If your burgers keep coming out raw in the middle, you’re probably cooking them at too high a heat. Follow these tips to cook them like a pro!
Do your burgers keep coming out raw in the middle? You know, like when they’re golden brown and look ready for a bun on the outside, but they’re really all bloody and mealy on the inside?
If so, you’re probably cooking the burgers at too high a heat. The good news is that with a bit of practice and the right technique, you can learn to cook them like a fast food heavyweight.
Read on and we’ll explain.
The Reason Burgers Come Out Raw Inside
Whether you grill your burgers, fry them in a pan, or bake them in the oven, you need to know one thing: It takes time for the heat to reach the center of the ground beef patty. The thicker and taller the patty, the more time required.
But if the heat you’re cooking the burgers with is too high, they’ll cook too quickly on the outside. As a result, the burgers will look done, but they won’t be cooked through in the middle. And so, you end up with the issue you’re here to solve: burger patties with a burnt, overcooked crust and a raw, runny interior.
This isn’t just a taste and mouthfeel problem. Undercooked meat, ground beef included, can cause stomach problems or food poisoning, especially in those with a weakened immune system. So you want to make sure your burger is cooked correctly.
How to Grill Burgers Without Burning
To cook burgers on the grill without burning, set up two zones on your grill unit. One for direct, high heat; the other for indirect, moderate heat.
Direct heat is when you cook the burgers directly above the heat source with the lid off, like a lit burner on a gas grill or the glowing coals in a charcoal kettle. Indirect heat is when you cook them near, but not over, the heat source with the lid off.

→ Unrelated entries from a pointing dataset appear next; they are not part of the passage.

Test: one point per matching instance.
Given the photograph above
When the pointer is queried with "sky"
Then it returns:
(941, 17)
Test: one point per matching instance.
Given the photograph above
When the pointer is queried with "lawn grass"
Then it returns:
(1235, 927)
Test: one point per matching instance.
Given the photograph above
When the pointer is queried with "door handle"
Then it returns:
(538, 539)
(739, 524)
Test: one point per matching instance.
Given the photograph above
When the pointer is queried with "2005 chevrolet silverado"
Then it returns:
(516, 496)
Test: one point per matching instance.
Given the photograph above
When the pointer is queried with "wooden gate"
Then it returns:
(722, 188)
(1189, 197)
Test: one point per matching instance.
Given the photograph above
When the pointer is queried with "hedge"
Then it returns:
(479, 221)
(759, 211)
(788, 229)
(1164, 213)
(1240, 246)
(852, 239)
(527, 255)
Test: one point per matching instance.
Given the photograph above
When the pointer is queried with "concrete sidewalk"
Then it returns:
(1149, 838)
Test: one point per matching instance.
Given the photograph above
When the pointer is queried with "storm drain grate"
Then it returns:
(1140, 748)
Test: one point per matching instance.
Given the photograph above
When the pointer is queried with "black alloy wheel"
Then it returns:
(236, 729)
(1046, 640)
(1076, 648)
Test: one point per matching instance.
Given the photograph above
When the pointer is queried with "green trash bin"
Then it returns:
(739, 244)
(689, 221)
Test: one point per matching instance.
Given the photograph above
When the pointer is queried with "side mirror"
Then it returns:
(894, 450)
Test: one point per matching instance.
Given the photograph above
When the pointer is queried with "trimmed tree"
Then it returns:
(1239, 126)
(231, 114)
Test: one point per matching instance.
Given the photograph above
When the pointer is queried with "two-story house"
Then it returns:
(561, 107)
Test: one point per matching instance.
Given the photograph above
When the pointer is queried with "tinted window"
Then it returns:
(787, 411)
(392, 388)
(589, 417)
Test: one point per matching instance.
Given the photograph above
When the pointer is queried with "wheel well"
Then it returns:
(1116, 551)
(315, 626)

Contributor Craig Britton describes this technique in detail at our sister site, Barbehow.
Instructions for gas grillers:
To set up a gas grill for direct and indirect heat, preheat the grill for 15 minutes with half of the burners turned to medium-high, keeping the rest off.
With the lid on your grill lifted, sear the burgers over direct heat for 2 minutes per side. This triggers the Maillard reaction and creates that crispy, golden brown crust on the outside. Now move the burgers to the cooking zone with indirect heat, close the lid, and cook them for a few minutes per side until done.
Instructions for charcoal grillers:
To set up a charcoal kettle for direct and indirect heat, rake the coals over to one side, so half of the grilling grate has coals underneath it and the other half doesn’t.
Charcoal grills run hotter than gas grills, so sear the burgers for 1 to 1½ minutes over direct heat with the lid off before moving them to indirect heat, closing the lid, and cooking for a few minutes on each side until done.
How to Cook Burgers on the Stove Without Burning
I’ll show you a cooking technique using both the stove and oven. It’s admittedly more work than frying up the burger patties in a pan, but it’s foolproof… and the burgers come out browned and juicy.
The technique involves browning the burgers in a skillet, which improves their texture and flavor, and finishing them in the preheated oven, allowing the meat to cook through.
Step 1: Adjust the oven rack to the middle position and preheat the oven, with the convection fan on, to a temperature of 350°F (180°C) for 15 minutes.
Step 2: Use this time to take the burger patties out of the fridge and bring them to room temperature by letting them sit on the counter. Don’t salt or season them yet.
Step 3: Get a skillet with a heavy bottom and thick walls, without a coating and made of cast iron, carbon steel, or stainless steel. (In case you’re wondering why, it’s because non-stick pans aren’t suitable for dry, medium-high heat cooking.)
Step 4: Drizzle a drop or two of cooking oil over the skillet and rub it in with a paper towel. Use a cooking oil with a high smoke point — avocado oil, canola oil, rice bran oil, or sunflower oil will do. Avoid butter and extra virgin olive oil, which will burn.
Step 5: Salt the burgers on both sides. Optionally, season them with black pepper.
Step 6: Place the pan on the burger and turn the heat to high. Preheat for 2–3 minutes, then lay the burger and sear it for 1–2 minutes per side. You aren’t searing the burger to cook it through, but to brown the crust and bring out flavor.
Step 7: Slide the pan in the oven and bake the burgers for 8-10 minutes. This way, the heat has time to get to the center and cook the ground beef through.
Could you do this without the oven? Even though the result won’t be as juicy, you could. To pull it off, lower the heat to medium after the searing and continue cooking the burgers for another few minutes per side.
When Are the Burgers Done?
The burgers are done when they’ve reached an internal temperature of 160°F (71°C), measured with a meat thermometer by inserting the probe in the middle of the patty.
Get a meat thermometer if you don’t already have one. The only way to reliably measure meat’s doneness is by taking its internal temperature. Color can be elusive — most burgers are brown to gray on the inside when cooked, but some may be slightly pink in the middle and still be perfectly safe to eat.